Let's consider an $\mathsf{NP}$-complete like $SAT$: given a formula $\varphi$, is there a turht assignment $\tau$ such that $\tau \vDash \varphi$?
By assumption $\mathsf{NP} \subseteq \mathsf{P/\log}$ we know that $SAT \in \mathsf{P/\log}$. We will show that $SAT \in \mathsf{P}$ which will imply $\mathsf{NP} \subseteq \mathsf{P}$.
Notations
Let us denote a partial truth assignment as a function from the set of variables to $\mathbb{B}_\bot = \{1,0,\bot\}$ where $\bot$ means the corresponding variable is not determined. We will denote the empty assignment where all variables are left undetermined as $[]$ and the assignment that sets only the value of the variable $x$ to $b$ as $[x\mapsto b]$.
Let $FV(\varphi)$ denote the set of free variables in $\varphi$.
Let us also denote the formula resulting from pluging in the values from a partial truth assignment $\sigma$ into a formula $\varphi$ as $\varphi\sigma$.
Witness Search Problem: $SATSearch$
Consider the witness search problem $SATSearch$: given a formula $\varphi$, find a truth assignment $\tau$ s.t. $\tau \vDash \varphi$ if there is one, otherwise return $None$.

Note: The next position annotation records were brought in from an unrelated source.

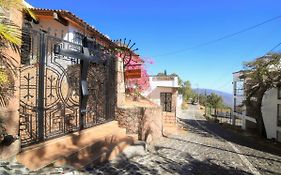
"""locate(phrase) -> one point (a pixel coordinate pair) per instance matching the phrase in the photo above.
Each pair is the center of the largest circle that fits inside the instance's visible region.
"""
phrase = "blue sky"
(160, 27)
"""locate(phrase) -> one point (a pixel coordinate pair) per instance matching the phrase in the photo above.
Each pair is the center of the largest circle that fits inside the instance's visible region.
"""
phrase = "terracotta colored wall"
(10, 113)
(146, 122)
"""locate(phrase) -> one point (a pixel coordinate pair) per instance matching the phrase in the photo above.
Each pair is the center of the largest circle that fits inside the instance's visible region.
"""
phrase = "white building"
(164, 91)
(271, 108)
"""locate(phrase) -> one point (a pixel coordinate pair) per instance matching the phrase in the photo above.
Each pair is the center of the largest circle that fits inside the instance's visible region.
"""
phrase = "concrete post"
(120, 82)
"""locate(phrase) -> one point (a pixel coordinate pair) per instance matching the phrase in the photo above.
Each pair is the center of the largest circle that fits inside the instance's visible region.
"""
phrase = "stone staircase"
(92, 145)
(169, 119)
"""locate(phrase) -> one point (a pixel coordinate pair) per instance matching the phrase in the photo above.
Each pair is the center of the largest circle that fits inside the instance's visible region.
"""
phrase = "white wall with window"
(271, 111)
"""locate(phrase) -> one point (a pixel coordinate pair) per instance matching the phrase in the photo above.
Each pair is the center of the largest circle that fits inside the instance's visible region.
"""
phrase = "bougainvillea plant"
(138, 84)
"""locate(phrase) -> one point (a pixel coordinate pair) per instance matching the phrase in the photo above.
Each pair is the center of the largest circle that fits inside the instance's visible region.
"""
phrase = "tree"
(10, 37)
(214, 101)
(187, 91)
(260, 75)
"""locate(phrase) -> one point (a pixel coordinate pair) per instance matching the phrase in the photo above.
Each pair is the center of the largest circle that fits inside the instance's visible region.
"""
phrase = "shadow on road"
(186, 164)
(203, 128)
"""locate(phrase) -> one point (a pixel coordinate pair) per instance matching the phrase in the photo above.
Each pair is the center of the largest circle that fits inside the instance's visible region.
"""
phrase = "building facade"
(271, 108)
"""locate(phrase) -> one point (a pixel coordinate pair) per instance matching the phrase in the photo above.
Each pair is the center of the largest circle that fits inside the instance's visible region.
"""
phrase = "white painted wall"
(269, 112)
(179, 104)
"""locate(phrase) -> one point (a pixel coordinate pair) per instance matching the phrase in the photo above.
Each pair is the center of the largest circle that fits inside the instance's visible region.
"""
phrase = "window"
(279, 92)
(278, 136)
(278, 114)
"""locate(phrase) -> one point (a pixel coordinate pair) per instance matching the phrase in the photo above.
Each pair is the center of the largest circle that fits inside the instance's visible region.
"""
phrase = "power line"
(274, 47)
(221, 38)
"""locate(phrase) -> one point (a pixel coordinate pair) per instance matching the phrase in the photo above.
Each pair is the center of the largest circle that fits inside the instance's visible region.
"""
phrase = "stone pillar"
(10, 113)
(120, 82)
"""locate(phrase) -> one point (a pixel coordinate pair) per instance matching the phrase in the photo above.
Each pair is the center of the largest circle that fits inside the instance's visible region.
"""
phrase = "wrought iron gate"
(166, 101)
(50, 94)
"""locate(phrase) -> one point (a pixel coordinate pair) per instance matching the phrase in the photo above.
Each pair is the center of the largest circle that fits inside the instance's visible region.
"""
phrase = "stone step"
(102, 150)
(94, 139)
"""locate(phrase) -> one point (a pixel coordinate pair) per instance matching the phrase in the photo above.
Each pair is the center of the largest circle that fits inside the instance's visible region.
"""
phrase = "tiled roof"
(75, 18)
(78, 20)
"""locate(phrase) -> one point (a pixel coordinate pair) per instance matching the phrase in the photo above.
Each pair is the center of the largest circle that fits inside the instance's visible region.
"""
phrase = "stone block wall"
(146, 122)
(9, 113)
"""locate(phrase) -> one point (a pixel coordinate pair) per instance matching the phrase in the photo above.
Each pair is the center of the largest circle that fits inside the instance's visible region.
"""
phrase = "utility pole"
(205, 94)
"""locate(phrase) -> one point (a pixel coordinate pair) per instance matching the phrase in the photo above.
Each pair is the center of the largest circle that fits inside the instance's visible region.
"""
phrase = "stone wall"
(144, 121)
(9, 113)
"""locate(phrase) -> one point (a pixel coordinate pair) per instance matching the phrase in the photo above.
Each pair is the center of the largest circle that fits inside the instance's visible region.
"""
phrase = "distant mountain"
(227, 97)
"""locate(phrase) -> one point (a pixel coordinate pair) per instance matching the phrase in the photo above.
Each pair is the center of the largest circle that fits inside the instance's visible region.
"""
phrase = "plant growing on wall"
(10, 37)
(141, 84)
(262, 74)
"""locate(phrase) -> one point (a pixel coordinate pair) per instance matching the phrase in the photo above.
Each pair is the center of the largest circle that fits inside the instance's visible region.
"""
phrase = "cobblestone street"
(205, 148)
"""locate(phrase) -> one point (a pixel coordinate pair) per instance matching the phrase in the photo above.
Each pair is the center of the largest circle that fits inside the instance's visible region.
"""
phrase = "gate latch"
(85, 59)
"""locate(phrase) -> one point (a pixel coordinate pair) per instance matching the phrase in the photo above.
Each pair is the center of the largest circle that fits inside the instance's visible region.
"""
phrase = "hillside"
(227, 97)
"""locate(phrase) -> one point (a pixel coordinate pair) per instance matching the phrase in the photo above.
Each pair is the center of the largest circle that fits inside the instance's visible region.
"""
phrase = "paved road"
(205, 148)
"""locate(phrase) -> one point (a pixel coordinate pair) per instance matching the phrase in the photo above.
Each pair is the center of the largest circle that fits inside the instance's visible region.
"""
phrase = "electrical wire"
(221, 38)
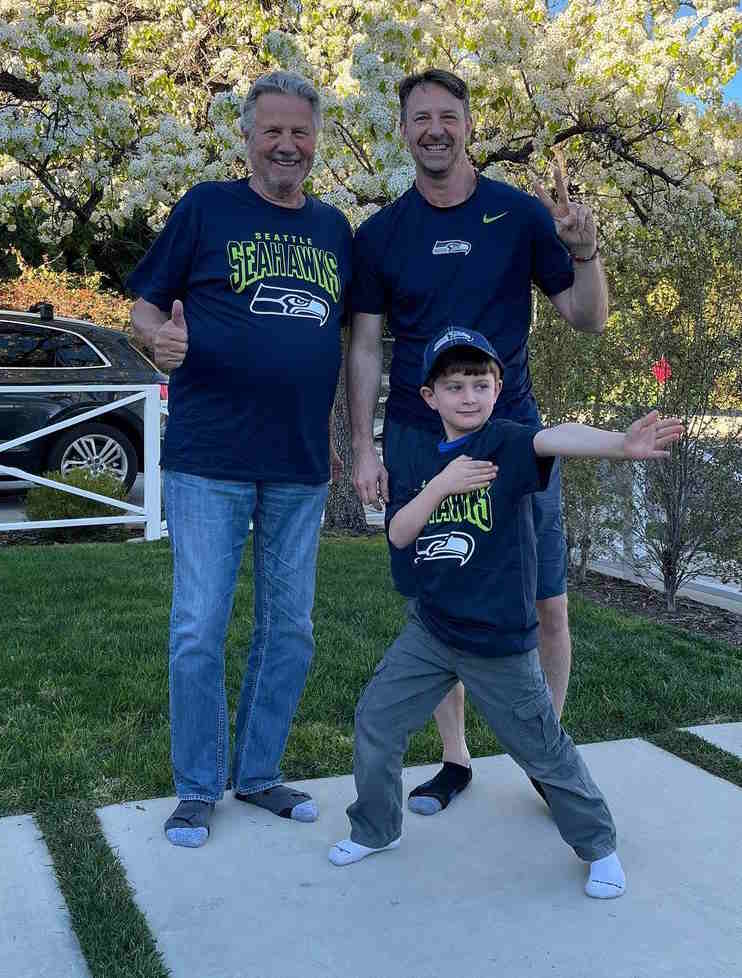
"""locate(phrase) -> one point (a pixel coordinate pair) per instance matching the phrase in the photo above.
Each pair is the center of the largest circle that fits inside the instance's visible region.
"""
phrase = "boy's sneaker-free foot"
(433, 796)
(189, 824)
(607, 880)
(346, 851)
(283, 801)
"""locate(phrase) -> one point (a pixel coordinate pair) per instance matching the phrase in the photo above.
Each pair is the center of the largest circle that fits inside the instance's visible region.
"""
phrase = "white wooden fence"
(149, 514)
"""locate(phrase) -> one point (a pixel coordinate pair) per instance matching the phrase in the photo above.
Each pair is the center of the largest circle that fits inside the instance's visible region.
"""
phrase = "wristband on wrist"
(591, 258)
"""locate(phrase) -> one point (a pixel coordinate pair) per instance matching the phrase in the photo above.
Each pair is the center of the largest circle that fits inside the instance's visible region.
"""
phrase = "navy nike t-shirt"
(475, 559)
(471, 265)
(264, 291)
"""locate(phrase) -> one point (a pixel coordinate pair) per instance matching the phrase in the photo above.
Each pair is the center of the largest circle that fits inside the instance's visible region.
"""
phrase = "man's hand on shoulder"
(171, 339)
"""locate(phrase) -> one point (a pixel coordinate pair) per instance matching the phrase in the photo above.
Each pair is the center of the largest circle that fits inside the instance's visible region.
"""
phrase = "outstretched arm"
(648, 437)
(585, 304)
(463, 474)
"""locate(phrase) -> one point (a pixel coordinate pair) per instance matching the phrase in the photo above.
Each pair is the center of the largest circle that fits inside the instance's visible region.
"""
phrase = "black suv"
(38, 348)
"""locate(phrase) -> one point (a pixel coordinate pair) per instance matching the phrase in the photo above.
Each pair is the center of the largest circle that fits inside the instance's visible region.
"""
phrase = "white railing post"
(149, 514)
(152, 464)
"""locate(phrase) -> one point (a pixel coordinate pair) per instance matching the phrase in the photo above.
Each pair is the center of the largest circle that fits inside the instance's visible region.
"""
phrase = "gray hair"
(279, 83)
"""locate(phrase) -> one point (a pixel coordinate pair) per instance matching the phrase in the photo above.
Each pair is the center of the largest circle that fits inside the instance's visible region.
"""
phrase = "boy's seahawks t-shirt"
(475, 560)
(264, 292)
(471, 265)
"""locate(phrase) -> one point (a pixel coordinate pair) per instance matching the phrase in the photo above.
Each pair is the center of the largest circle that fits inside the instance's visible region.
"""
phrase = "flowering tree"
(110, 110)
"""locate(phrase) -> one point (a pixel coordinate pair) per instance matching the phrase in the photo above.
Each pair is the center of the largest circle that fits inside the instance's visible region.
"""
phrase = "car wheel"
(97, 448)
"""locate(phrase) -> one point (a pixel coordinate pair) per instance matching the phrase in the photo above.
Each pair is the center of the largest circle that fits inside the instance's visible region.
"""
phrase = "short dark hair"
(434, 76)
(465, 360)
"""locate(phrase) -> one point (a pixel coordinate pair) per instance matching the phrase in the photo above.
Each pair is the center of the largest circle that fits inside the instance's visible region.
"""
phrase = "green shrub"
(45, 503)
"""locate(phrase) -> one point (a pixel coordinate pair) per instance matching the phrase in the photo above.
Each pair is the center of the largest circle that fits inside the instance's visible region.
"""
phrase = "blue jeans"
(208, 525)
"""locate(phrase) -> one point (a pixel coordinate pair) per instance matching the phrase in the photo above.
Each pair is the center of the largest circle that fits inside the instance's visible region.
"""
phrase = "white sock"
(346, 851)
(606, 880)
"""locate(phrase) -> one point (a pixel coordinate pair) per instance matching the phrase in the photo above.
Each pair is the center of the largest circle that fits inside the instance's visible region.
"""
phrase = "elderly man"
(460, 249)
(242, 297)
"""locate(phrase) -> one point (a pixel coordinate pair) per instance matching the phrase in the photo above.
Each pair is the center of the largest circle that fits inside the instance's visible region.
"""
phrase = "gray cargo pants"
(511, 693)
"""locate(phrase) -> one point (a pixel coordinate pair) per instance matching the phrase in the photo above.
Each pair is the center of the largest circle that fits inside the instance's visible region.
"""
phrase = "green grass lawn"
(84, 713)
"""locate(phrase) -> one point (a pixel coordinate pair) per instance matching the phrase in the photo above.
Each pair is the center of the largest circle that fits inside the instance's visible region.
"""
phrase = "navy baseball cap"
(454, 336)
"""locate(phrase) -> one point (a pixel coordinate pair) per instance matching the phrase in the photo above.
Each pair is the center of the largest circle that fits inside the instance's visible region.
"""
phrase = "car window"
(44, 346)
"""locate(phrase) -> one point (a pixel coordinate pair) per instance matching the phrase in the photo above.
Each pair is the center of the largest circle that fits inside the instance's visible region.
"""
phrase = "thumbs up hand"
(171, 341)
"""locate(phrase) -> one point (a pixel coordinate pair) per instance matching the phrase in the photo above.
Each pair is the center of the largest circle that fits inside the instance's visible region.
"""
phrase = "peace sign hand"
(574, 222)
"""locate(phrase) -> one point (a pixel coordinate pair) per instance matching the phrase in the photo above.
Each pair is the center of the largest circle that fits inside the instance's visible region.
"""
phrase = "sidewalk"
(485, 889)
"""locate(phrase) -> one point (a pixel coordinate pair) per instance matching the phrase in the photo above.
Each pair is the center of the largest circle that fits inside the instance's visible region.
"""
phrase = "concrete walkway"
(485, 889)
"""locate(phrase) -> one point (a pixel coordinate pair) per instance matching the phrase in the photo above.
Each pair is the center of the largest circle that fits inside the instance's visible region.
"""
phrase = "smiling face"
(280, 147)
(436, 128)
(464, 400)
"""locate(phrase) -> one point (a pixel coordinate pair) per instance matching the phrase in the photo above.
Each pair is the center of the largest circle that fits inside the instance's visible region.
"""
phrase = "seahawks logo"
(271, 301)
(453, 247)
(445, 546)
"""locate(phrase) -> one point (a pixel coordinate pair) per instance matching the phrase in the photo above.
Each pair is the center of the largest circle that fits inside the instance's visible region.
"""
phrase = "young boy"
(474, 617)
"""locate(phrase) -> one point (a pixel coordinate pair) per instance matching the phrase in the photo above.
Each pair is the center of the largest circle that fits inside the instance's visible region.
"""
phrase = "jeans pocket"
(540, 727)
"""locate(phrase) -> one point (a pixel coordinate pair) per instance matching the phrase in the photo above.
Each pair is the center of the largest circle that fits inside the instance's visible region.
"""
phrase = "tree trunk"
(344, 511)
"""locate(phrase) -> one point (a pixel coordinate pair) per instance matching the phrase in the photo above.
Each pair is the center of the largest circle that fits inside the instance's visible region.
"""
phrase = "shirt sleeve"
(163, 274)
(520, 469)
(368, 291)
(551, 263)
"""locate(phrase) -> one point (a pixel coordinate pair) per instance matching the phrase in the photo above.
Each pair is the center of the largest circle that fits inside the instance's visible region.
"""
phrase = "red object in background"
(662, 370)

It is easy to see that if the witness search problem can be solved in deterministic polynomial-time then $SAT$ is in $\mathsf{P}$: we just run $SATSearch$ on $\varphi$ and $\sigma = \emptyset$ and we accept iff the answer is not $None$.
Also note that if $SAT \in \mathsf{P/\log}$, then so is $SATSearch$: consider the following polynomial time algorithm for $SATSearch$ that uses $SAT$ as a black box:
$\tau = []$
if not $SAT(\varphi\tau)$ return $None$
for $x \in FV(\varphi)$
- if $SAT(\varphi(\tau \cup [x \mapsto 0]))$ then $\tau = \tau \cup [x \mapsto 0]$
- else $\tau = \tau \cup [x \mapsto 1]$
return $\tau$
More generally the claim holds for any class which is closed under Cook reductions.
By our assumption $SATSearch\in \mathsf{P/\log}$. Let $M$ be an TM with polynomial running time and advice of length $l(n)=O(\log n)$ where $n$ is the size of the input formula $\varphi$. We show that $SATSearch$ can be solved in deterministic polynomial time.
for all c of length $l(|\varphi|)$
- $\tau = M(\varphi,c)$
- if $\tau \vDash \varphi$ then return $\tau$
return $None$
If $\varphi$ is satisfiable, then at least for the right advice $M$ will return a witness and we can verify it. If the formula is not satisfiable, no $\tau$ can satisfy $\varphi$ so we will return $None$.
The running-time of the algorithm is polynomial and it uses no advice. So $SATSearch$ can be solved in deterministic polynomial time with no advice.
Therefore we can conclude that $\mathsf{NP}=\mathsf{P}$ if $\mathsf{NP}\subseteq \mathsf{P/\log}$.